From: Dexuan Cui <decui@microsoft.com>

BugLink: https://bugs.launchpad.net/bugs/2042096

Ideally we would revert
commit b8b46adebbd8 ("UBUNTU: SAUCE: Support TDX+HCL (July 9, 2023)"), and
apply "[PATCH v7 0/8] x86/hyperv: Add AMD sev-snp enlightened guest support on hyperv" [1]
and apply "[PATCH v3 00/10] Support TDX guests on Hyper-V (the Hyper-V specific part)" [2]
(Note: [2] depends on [1]), but that would introduce too many changes, and
actually "AMD sev-snp enlightened guest support on hyperv" still needs some
extra patches that are not in the upstream yet, e.g.

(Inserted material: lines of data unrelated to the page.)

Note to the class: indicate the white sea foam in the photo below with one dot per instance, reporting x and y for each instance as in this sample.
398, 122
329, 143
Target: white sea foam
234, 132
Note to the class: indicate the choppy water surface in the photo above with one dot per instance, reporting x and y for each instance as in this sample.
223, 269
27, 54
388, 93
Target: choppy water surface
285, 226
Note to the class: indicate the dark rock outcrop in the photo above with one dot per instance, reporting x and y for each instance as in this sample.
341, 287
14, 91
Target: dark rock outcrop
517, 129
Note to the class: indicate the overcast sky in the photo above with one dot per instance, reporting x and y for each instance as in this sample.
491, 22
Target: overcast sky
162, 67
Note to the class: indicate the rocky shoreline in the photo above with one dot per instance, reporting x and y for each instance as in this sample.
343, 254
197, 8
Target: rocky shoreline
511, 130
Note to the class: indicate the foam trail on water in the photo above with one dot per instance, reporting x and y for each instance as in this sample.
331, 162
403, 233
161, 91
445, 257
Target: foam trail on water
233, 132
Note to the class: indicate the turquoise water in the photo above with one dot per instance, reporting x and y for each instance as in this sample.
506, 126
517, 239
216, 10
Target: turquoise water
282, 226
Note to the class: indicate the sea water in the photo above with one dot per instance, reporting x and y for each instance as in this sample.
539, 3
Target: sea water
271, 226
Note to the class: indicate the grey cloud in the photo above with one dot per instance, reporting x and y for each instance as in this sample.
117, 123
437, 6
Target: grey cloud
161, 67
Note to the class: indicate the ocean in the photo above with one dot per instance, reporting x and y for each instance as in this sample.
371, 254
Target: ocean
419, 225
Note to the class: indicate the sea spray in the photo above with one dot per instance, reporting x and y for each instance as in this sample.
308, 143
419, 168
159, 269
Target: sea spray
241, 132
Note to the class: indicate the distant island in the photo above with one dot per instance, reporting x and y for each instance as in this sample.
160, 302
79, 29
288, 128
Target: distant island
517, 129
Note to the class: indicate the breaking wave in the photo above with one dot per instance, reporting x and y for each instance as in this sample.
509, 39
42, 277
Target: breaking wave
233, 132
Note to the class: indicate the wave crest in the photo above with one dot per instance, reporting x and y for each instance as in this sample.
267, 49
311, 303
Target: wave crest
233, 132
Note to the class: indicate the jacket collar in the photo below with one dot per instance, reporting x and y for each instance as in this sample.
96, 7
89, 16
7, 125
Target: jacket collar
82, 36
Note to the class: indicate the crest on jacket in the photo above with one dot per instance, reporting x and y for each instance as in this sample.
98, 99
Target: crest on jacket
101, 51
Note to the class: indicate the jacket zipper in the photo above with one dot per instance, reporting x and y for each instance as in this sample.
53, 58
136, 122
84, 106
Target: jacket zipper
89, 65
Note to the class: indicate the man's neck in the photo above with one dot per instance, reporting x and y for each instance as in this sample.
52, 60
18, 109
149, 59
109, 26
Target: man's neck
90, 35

Tianyu Lan's #HV
interrupt injection patch [3] is not in the upstream yet.

So I think a better way to have [2] is to make a patch that adds the missing
part of [2] for the 6.2-based linux-azure kernel, hence I made this patch.

This patch mainly does the below two things:

a) Add commit 23378295042a ("Drivers: hv: vmbus: Bring the post_msg_page back for TDX VMs with the paravisor") [4]
This fixes a bug in the hv_pci driver for device assignment (DDA) for a TDX
VM with the paravisor: in such a VM, the hyperv_pcpu_input_arg must be
private (i.e. encrypted), otherwise the hypercalls in hv_pci fail since the
hypercalls in such a VM is handled by the paravisor rather than by the
hypervisor.

b) Undo some hack code introduced by
commit b8b46adebbd8 ("UBUNTU: SAUCE: Support TDX+HCL (July 9, 2023)"),
e.g. in hyperv_init(), this patch moves the below code to its original place:

 cpuhp_setup_state(CPUHP_AP_HYPERV_ONLINE, "x86/hyperv_init:online",
                                 hv_cpu_init, hv_cpu_die);

With this patch, now hyperv_init() in this 6.2 linux-azure kernel is
exactly the same as the version in the mainline kernel.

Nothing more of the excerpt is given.